地形は北中部沿岸地域と似ているが低地がさらに10%多い。面積は331万ha(全国土の10%)で、うち農地が16%,林地が36%を占める。人口は669万人(全国の8.5%)。この地域はベトナムの最乾燥地域で年平均降水量は1000mm以下で年平均気温は約26℃である。低地はコメが、海抜1000m以上の台地ではコーヒーと茶が主用作物である。


中部高原地域(
Vùng Tây Nguyên
 山地の最高点は海抜2600mに達するが、大部分の地域の標高は1000mである。面積は545万ha(全国土の30.7%)で、うち農地が23%,林地が55%を占める。人口は433万人(全国の5.5%)。雨期は4月から10月で年平均降水量は約2280mm、年平均気温は21〜23℃である。高地は永年生工芸作物の栽培適地である。主要農産物はコメ、トウモロコシ、野菜、茶、ゴム、牛乳である。


東南部(
Vùng Đông Nam Bộ 
 ベトナム最大の都市ホーチミン市(旧サイゴン市)およびその周辺の地域である。経済が最も発展している地域であり、2001〜2002年の一人一月あたり平均収入も62.3万ドン(全国平均は35.7万ドン)と最も高い。また農村人口の比率が47%と飛び抜けて低い(他の地域は概ね70〜80%)。 総面積347万ha(全国土の11%) のうち農地が49%、林地が30%を占める。

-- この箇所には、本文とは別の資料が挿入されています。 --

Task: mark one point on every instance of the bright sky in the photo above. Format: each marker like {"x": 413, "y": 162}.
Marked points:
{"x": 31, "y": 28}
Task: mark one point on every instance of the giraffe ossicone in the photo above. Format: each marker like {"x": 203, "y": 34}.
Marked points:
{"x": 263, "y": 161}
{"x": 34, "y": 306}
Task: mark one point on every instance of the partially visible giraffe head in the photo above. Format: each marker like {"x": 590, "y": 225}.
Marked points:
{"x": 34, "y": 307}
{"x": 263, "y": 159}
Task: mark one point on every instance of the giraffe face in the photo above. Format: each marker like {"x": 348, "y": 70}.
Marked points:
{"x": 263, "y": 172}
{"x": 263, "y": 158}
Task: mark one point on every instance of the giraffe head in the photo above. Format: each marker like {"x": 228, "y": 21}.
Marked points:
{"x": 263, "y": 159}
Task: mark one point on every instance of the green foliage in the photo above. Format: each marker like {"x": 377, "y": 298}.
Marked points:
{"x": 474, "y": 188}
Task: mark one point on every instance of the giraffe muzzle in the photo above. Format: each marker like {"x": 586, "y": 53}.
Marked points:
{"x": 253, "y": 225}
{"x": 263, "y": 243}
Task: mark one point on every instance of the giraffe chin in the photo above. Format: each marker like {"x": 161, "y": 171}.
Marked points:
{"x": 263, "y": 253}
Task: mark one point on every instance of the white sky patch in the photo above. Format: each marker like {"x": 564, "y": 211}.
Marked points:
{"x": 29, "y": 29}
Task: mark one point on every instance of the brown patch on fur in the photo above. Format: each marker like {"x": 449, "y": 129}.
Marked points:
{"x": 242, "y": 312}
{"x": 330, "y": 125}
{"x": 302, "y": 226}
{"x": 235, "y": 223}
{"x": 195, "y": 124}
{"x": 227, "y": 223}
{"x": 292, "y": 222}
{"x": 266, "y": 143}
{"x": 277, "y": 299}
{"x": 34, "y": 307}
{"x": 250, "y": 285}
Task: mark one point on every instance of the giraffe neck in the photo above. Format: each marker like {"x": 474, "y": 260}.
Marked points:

この地域は地形的には、標高が概ね海抜400m以下である。雨期は4月から10月で、年平均降水量が約2000mm,年平均気温は26℃である。この地域は工芸作物や果樹の栽培に適している。主要作物は、ゴム,トウモロコシ,落花生,大豆,キャッサバ,オレンジ,マンゴ,パイナップル,アボガドである


メコンデルタ(
Vùng Đồng bằng sông Cửu Long
 総面積397万ha(全国土の12%) のうち農地が75%、林地が9%を占める。ベトナム最大のコメ生産地域で、コメ生産の50%を占める。メコンデルタにおける稲作は2〜4月の春作、5〜9月の秋作、10〜1月の冬作、の三期作である。また輸出米のほとんどがこのメコンデルタ地域で栽培されたコメである。標高は一般に海抜10m以下である。年平均降水量は約2000mmその大部分は6月から10月に降る。年平均気温は26〜27℃である。メコンデルタは水産養殖とくに海老・魚の養殖に好適な環境を持っている。コメ以外の主要農産物はココナッツ、果物、野菜、豆類、豚、アヒル、牛乳である。